He doggedly followed several gps tracking devices he had placed inside LCD tv’s before dropping them off to be recycled. The signals led him far flung places, including Hong Kong, Kenya & Pakistan, where tons of electronic waste lie scattered across acres of no man’s land. Behind the walls of the compounds, workers break apart monitors & printers to mine for copper, lead, gold and other elements.
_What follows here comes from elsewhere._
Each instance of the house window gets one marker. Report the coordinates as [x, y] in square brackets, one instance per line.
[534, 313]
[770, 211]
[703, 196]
Tube bulbs shatter and spread toxic mercury vapor in their unprotected faces, ink toner cartridges spill their carcinogenic chemicals on bare skin…and back home, we are unaware that the thing we purchased and then disposed of, is becoming a burden someone else must bear.
This story has haunted me all week. It is the story of making money at any cost. The story of cheap, imported things made overseas where the true cost is disguised by sweatshops, slave labor and weak environmental laws, underpinned by zero corporate accountability. The story of US-based recycling companies, fighting to stay solvent by exporting the waste we trusted them to take care of stateside, because the commodity market prices of the metals & materials contained inside have plummeted, which means it is not financially feasible to pay the labor costs for extraction. It is the story that reveals why it is imperative we start looking at issues from a wider lens, so we can see how environmental disasters, job-related injustices, trade relations, racial violence and class warfare are all connected. The grief of it all is simply unbearable, the tragic gap an unspeakable distance.
But Wendell Berry says it better than I ever could…. ”It is the destruction of the world In our own lives that drives us half insane, and more than half. To destroy that which we were given in trust: how will we bear it? It is our own bodies that we give to be broken, our bodies existing before and after us in clod and cloud, worm and tree, that we, driving or driven, despise in our greed to live, our haste to die. To have lost, wantonly, the ancient forests, the vast grasslands in our madness, the presence in our very bodies of our grief.”